Three more satellites built by Montana State University students may be flying into space on NASA missions.
MSU officials learned this week that two missions involving three MSU satellites were among 24 chosen for possible flight, and both ranked high on the priority list.
“Today has been a good day,” said David Klumpar, director of MSU’s Space Science and Engineering Laboratory. “We are really pleased that little, old MSU is once again one of the lead dogs going around the race track.”
One pair of MSU satellites together ranked fourth out of 24, and one satellite ranked sixth, Klumpar said. He doesn’t know how many satellites will ride on any one rocket, but said the number could range from a handful to a dozen. The flights could take place any time from 2014 through 2016.
The next steps are to conclude a Cooperative Research and Development Agreement with NASA and to prepare the satellites for launch, Klumpar said. MSU students have already designed the satellites and built preliminary models, but they now have to prepare them for flight.
They’ve done it many times before, Klumpar said. MSU students started building satellites in 2001, and their latest satellite, launched by NASA in October 2011, is still orbiting the Earth. The Hiscock Radiation Belt Exploration satellite sends back information every day to MSU students who continue to communicate with it from a room in Cobleigh Hall.
“Very few college graduates in this country can look up to the sky every 90 minutes and think, ‘I helped to put that satellite in orbit,’” said Richard Smith, head of the MSU Department of Physics. “It must give them a real sense of pride and accomplishment.”
Klumpar said the latest satellite, commonly pronounced “Herbie,” has orbited the Earth more than 7,200 times in the past 16 months and has sent back valuable information. He noted that the distance traveled by Herbie is 66 times the distance from the Earth to the moon and back, or more than one-third of the distance to the sun.
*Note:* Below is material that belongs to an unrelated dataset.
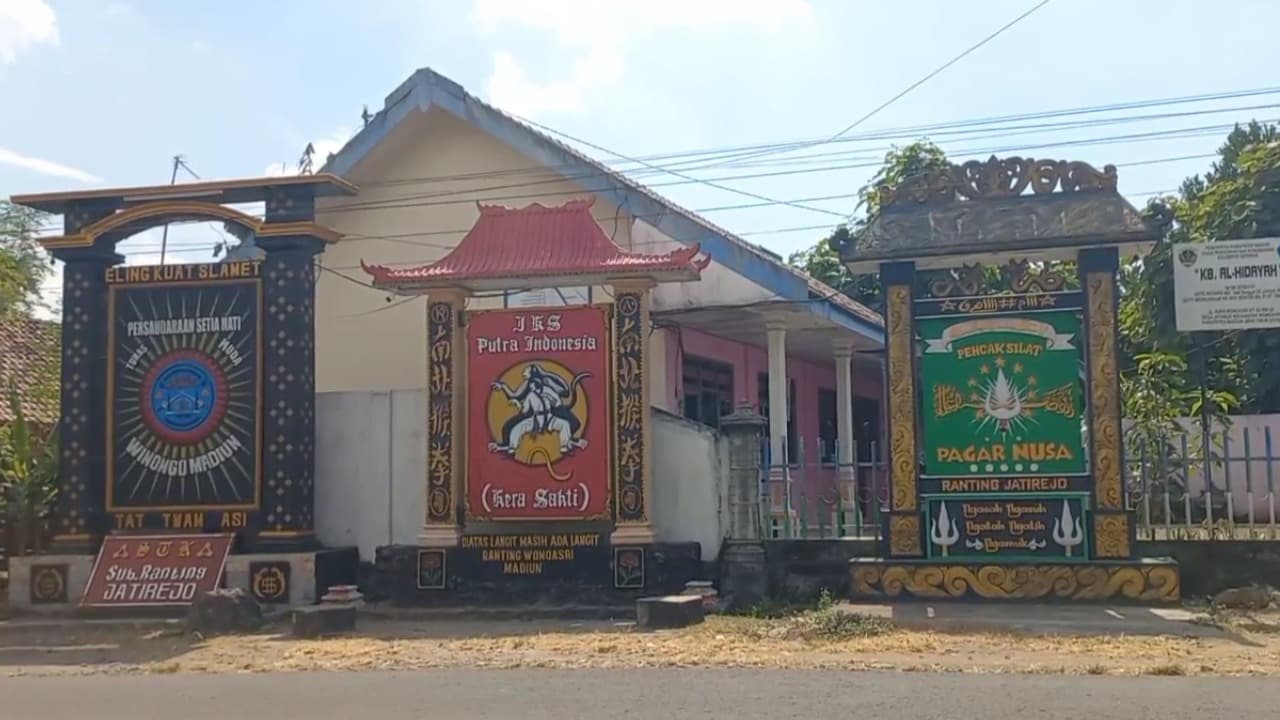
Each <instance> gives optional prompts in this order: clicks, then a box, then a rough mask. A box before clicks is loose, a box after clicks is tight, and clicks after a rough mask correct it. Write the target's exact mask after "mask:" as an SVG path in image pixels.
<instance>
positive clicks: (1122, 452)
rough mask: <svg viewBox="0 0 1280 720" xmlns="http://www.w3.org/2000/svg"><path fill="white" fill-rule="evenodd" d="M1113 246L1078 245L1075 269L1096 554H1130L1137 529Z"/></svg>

“We are getting a tremendous amount of information about the health of the spacecraft and how to operate in this hazardous environment,” Klumpar said. “We are also measuring high energy radiation near the Earth. The payload continues to operate as well as the satellite itself. We are getting a tremendous amount of data about the long-term behavior of very low-cost satellites in a space environment.”
Herbie could continue to orbit for 12 years, but he doesn’t know how long it will operate as a satellite, Klumpar said. It has already gone far beyond the four months that the MSU design team considered a successful mission.
The satellite and the three new satellites are based on cube-shaped units that measure about 4 inches on each side. For that reason, they are known generically as CubeSats. This new batch of satellites tapped for future flight through NASA’s CubeSat Launch Initiative will follow Herbie and three other MSU satellites scheduled for launch later this year under NASA’s CubeSat program, Klumpar said.
MSU continues to experience success with its satellites because of the teams it has assembled, Klumpar said. Declining to take any credit himself, he said the members include “dedicated, hard-working students that really get involved, really wrap their arms around these things and are highly motivated,” as well as three full-time engineers in MSU’s Space Science and Engineering Laboratory — Larry Springer, Ehson Mosleh and Keith Mashburn, who mentor the students.
An estimated 500 students have worked on MSU’s satellites since 2001, Klumpar said. They come from engineering, physics and a variety of other disciplines.
The experience is a “tremendous benefit to the students,” Klumpar said. They put into practice their academic training in real-world situations, learn to work together in interdisciplinary teams, and have the opportunity to evaluate the success of their designs.
“It may be one of our strongest programs for recruiting undergraduate physics and engineering students,” he said.